Jesus’ response to her is troubling at first.  He’s silent, waiting to see how the disciples are going to react to this “Canaanite woman”.  Just days before, Jesus had fed the 5,000, walked on water, and calmed a mighty wind that was battering their boat with waves.  On that day they worshipped him and confessed him to be the Son of God.  So, knowing who he is and having been with him for so many healings we have to ask whether they will clue in and understand that his loving kindness could be for this “Canaanite woman” too, this non-Israelite.  How did they respond?  Indignance!  “Send her away.  She’s a bother to us.”  Their faith is still too little to grasp the full scope of the “loving-kind” nature of Jesus, the Son of God.
Sometimes the best way to get people to see that their beliefs and prejudices are wrong is to mimic them.  So, Jesus says to the women, “I was sent only to the lost sheep of Israel.”  In great desperation, she falls to her knees and begs, “Lord, help me!”  But then, Jesus' response to this cry for help is just plain cold-hearted.  “It is immoral to take bread from children and give it to the dogs.”  He’s implying she is a Canaanite “dog” and it would be immoral for him to help her.
I would think that at this point his disciples would be saying to themselves, “This humiliating act of racist religious exclusivism is completely out of character for the Jesus we know to be the Son of God.  It is not what we are about.”
The early church had to overcome a lot of racial prejudice and religious exclusivity to be the Body of Christ into which God had called the Gentile peoples.  They had to welcome Samaritans, Canaanites, Arabs, Greeks, Romans, Scythians, barbarians, and so forth into the fellowship of the Body of Christ because that’s what God in Christ through the working of the Holy Spirit was doing.  It may have seemed to them that God was changing his stance on a few things. 
For example, roughly 1,300 years prior to Jesus' encounter with this Canaanite woman the Israelites were invading the Land of Canaan.  God had told the Israelites to annihilate the Canaanites because they were idolatrous and he didn’t want their ways to be practiced by the Israelites.  Through Moses God gave them laws that included such things as men who dress like women and women who dress like men should be stoned to death.  I suspect that’s how the idolatrous Canaanites dressed and acted when they worshipped their idols.  Among the people of God in Jesus’ day, the Pharisees, the religious crumb police, the law-abiders who judged what was moral, good, virtuous, and beautiful in God’s eye would have had nothing but disdain for this “Canaanite woman” particularly that she thought that Israel’s loving-kind Living God would have anything to do with her.  They likely would have said that her daughter was demon-possessed because she simply deserved it for what she was.  But Jesus the Son of the Living God of loving-kindness who helps us healed the daughter on account of the faith exhibited by her mother, a “Canaanite Woman”.

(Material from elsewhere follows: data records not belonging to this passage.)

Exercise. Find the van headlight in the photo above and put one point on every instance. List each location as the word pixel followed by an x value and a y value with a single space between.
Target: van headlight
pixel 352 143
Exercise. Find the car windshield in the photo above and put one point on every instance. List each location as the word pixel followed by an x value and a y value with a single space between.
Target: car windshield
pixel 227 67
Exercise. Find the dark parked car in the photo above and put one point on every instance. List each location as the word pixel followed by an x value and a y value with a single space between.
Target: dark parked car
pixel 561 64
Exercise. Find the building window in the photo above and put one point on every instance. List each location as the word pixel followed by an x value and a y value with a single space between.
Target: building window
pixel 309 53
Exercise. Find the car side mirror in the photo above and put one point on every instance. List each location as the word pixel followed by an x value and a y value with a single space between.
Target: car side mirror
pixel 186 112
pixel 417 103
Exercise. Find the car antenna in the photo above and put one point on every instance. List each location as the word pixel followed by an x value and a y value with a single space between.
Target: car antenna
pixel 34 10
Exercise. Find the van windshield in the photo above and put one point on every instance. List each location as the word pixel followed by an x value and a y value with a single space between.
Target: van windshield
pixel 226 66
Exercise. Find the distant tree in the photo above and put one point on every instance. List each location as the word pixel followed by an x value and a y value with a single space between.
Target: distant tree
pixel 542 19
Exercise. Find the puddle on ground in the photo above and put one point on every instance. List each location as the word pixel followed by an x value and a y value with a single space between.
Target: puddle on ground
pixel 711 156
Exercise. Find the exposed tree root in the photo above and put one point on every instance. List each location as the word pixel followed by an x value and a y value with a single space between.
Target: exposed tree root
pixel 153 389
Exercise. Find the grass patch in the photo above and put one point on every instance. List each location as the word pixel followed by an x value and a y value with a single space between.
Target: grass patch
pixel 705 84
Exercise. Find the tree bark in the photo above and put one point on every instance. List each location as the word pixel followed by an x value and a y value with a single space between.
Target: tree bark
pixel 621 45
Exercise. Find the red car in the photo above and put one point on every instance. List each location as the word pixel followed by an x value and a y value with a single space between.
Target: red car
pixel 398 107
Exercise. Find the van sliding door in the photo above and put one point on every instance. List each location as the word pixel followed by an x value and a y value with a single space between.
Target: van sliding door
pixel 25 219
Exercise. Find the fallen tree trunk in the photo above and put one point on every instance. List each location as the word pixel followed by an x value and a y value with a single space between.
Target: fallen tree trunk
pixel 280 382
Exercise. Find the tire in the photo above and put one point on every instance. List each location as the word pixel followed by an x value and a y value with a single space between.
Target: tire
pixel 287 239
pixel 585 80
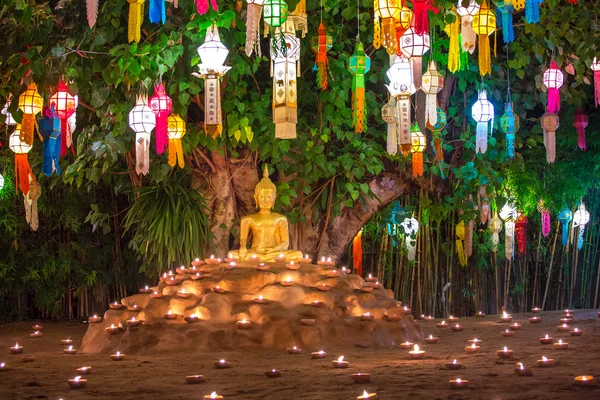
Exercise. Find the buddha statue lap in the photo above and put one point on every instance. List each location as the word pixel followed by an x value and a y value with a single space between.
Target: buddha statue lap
pixel 270 235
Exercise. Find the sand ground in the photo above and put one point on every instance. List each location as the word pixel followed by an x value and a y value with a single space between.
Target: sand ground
pixel 394 376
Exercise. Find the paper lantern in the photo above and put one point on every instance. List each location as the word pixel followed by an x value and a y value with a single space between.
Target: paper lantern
pixel 411 227
pixel 321 45
pixel 564 217
pixel 253 15
pixel 521 233
pixel 213 54
pixel 64 107
pixel 418 144
pixel 433 83
pixel 359 64
pixel 31 103
pixel 596 68
pixel 484 24
pixel 176 126
pixel 202 6
pixel 580 219
pixel 386 12
pixel 275 13
pixel 9 120
pixel 162 106
pixel 553 78
pixel 580 122
pixel 414 46
pixel 22 168
pixel 157 12
pixel 509 124
pixel 402 87
pixel 285 59
pixel 135 19
pixel 550 124
pixel 50 129
pixel 389 113
pixel 482 112
pixel 495 227
pixel 142 121
pixel 546 223
pixel 509 215
pixel 468 36
pixel 460 249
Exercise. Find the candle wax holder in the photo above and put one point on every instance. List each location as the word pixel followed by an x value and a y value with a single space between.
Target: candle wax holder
pixel 361 377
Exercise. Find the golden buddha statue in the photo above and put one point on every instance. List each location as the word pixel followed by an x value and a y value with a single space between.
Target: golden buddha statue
pixel 270 235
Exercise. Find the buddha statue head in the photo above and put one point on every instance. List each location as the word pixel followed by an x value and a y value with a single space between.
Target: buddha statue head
pixel 265 192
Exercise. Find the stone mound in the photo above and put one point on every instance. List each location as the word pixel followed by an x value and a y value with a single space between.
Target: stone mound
pixel 281 323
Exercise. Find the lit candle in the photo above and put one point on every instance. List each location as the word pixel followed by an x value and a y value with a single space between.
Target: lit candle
pixel 504 353
pixel 318 354
pixel 546 340
pixel 416 353
pixel 77 382
pixel 458 383
pixel 454 365
pixel 16 349
pixel 521 370
pixel 545 362
pixel 340 363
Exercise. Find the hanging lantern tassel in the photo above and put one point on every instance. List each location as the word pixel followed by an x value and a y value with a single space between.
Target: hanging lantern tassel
pixel 321 45
pixel 580 122
pixel 484 24
pixel 176 130
pixel 359 65
pixel 136 17
pixel 357 253
pixel 460 237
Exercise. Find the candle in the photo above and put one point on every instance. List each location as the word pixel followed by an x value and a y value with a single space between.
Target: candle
pixel 273 373
pixel 505 317
pixel 361 377
pixel 16 349
pixel 77 382
pixel 560 345
pixel 84 370
pixel 504 353
pixel 576 332
pixel 546 340
pixel 170 315
pixel 213 395
pixel 222 364
pixel 416 353
pixel 367 316
pixel 194 379
pixel 243 324
pixel 454 365
pixel 584 380
pixel 192 318
pixel 340 363
pixel 545 362
pixel 507 333
pixel 458 383
pixel 366 395
pixel 431 339
pixel 318 354
pixel 472 349
pixel 522 371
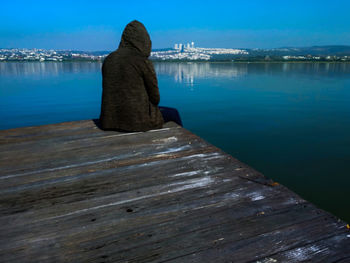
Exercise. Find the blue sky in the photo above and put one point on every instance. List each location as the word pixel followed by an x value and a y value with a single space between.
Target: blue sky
pixel 97 25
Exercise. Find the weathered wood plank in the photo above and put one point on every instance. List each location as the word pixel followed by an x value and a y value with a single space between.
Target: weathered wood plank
pixel 70 192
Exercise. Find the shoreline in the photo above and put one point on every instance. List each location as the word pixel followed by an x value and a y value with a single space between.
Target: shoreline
pixel 188 62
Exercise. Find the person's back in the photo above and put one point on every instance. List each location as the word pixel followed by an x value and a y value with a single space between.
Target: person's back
pixel 130 89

This is a lesson for us.  There are a lot of people outside the church that we look down our noses in disdain at.  We think “those people” immoral.  We quote scriptures about how God is going to get “those people”.  But among “those people” are some desperate people of great faith, who cry to our God for mercy, for help, but they can’t come to church to find it.  Why?  We the disciples of Jesus are too preoccupied with the crumbs!  Amen.